Il Pm Paolo Gengarelli: «Per me parlano gli atti».

| 27/10/2007 | 00:00
«Non ho avuto modo di leggere quel libro e non ho alcuna intenzione di farlo». Così Paolo Gengarelli, pm riminese dell'inchiesta sulla morte di Marco Pantani, deceduto per overdose il giorno di San Valentino del 2004 in un residence di Rimini. Il libro a cui il magistrato si riferisce è l'inchiesta, pubblicata in questi giorni in Francia e presto in uscita anche in Italia, del giornalista e scrittore parigino Philippe Brunel ('Vie et mort de Marco Pantanì, Vita e morte di Marco Pantani - Grasset editore, 265 pagine, 18 euro), che ripercorre la vicenda giudiziaria sulla morte del campione di Cesenatico, sostenendo che non si sia indagato a fondo sull'ipotesi dell'omicidio. La stessa famiglia del 'Pirata' non ha mai accettato fino in fondo l'esito delle indagini condotte dalla Procura di Rimini, tanto che la madre Tonina continua a parlare di "delitto", riferendosi al figlio scomparso. Secondo il giornalista francese, ci sarebbero più indizi a favore del delitto che della morte per comune overdose. E così si torna a parlare di riaprire l'inchiesta, o almeno questo sarebbe il desiderio della madre di Pantani, sconvolta da alcune affermazioni contenute nel libro, per esempio quella relativa al 'trasbordo' del cuore del campione dopo l'autopsia, da parte del medico legale. «Non ho niente da dire su queste ipotesi - dice Gengarelli - per me parlano gli atti dell'inchiesta.
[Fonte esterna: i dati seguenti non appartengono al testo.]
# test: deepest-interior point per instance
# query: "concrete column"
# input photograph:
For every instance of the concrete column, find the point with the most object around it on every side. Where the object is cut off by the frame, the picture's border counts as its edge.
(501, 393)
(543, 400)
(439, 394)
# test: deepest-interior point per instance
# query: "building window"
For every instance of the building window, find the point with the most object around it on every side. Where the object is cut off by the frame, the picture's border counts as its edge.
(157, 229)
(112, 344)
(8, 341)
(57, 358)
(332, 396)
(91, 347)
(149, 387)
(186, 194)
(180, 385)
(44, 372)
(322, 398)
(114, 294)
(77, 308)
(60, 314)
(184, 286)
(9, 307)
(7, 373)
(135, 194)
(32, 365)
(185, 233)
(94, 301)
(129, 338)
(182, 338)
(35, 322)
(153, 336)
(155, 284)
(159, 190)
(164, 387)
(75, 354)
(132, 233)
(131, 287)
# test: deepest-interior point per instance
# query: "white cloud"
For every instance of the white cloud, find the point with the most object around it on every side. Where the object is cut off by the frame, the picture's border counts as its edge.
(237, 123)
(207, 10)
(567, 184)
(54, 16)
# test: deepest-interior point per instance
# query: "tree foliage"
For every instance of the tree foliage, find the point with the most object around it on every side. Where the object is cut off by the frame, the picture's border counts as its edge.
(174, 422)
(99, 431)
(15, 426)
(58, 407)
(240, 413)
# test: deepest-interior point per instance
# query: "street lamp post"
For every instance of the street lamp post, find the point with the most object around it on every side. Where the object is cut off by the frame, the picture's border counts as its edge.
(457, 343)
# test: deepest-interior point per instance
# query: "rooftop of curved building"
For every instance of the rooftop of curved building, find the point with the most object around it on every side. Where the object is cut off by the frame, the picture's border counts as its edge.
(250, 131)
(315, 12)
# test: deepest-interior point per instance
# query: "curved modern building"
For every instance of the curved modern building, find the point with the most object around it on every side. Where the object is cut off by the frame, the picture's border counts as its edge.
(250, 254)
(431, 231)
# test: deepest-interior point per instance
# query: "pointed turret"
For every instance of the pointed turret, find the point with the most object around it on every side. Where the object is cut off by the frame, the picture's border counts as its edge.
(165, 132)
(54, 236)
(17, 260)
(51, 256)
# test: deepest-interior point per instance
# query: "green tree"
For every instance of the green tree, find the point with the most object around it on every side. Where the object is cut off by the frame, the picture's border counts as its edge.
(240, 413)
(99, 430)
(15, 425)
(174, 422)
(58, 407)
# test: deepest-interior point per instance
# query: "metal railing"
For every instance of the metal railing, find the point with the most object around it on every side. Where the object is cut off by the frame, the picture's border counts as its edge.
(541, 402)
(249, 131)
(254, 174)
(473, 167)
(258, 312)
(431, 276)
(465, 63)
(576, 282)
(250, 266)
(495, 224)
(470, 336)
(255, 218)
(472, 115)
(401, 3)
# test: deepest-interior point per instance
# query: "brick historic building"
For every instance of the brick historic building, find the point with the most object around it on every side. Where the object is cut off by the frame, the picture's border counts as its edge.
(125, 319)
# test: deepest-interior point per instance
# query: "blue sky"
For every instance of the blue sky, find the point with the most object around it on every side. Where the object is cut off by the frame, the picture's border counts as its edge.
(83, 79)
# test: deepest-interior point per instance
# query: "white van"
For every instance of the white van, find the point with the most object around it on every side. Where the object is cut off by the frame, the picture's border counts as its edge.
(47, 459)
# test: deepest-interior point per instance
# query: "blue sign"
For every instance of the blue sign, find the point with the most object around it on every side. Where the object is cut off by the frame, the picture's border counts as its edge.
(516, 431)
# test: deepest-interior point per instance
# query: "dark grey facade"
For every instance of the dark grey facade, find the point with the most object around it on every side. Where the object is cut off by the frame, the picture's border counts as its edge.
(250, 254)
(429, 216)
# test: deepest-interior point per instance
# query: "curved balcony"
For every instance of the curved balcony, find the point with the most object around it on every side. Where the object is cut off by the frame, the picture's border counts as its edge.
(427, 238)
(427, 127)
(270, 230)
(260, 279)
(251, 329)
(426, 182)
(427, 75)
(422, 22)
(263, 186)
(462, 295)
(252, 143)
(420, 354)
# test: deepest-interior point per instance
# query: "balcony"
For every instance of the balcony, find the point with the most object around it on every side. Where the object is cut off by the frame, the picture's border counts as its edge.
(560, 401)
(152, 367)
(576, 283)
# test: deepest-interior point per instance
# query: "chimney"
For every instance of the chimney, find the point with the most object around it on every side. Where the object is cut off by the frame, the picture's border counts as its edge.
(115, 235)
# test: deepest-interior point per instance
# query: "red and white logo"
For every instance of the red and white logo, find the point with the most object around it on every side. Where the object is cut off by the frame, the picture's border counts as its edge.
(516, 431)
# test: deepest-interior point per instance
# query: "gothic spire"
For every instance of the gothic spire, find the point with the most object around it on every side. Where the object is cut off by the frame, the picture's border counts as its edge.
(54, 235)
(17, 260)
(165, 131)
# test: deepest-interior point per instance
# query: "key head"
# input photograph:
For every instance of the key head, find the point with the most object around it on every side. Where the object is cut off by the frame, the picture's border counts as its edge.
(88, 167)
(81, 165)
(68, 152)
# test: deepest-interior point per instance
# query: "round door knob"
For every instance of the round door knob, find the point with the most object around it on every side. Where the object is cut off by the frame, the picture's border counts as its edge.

Queste che si fanno sono solo supposizioni, speculazioni e congetture. Personalmente sono tranquillo poiché so che l'inchiesta è stata condotta nel migliore dei modi possibili e non per merito mio: io ho soltanto coordinato l'ottimo lavoro svolto a suo tempo dagli uomini della Squadra Mobile di Rimini, che hanno dimostrato un grande acume investigativo e hanno avuto anche un pizzico di fortuna. Infine, eventuali dubbi sulla morte di Pantani sono stati fugati dalle perizie tecniche. Mancano dunque gli appoggi pratici alla tesi dell'omicidio». «Ritengo - aggiunge Gengarelli - che sia già stato un grande successo aver trovato gli autori del fatto (si riferisce alla cessione di droga che ha provocato la morte del ciclista, ndr): nella situazione iniziale delle indagini, sembrava di cercare un ago nel pagliaio. Poi la Mobile ha svolto un grandissimo lavoro ed è venuta a capo della vicenda, quale si é realmente svolta». Tre imputati hanno già patteggiato, altri due hanno invece deciso di affrontare il dibattimento; la sentenza è attesa in dicembre.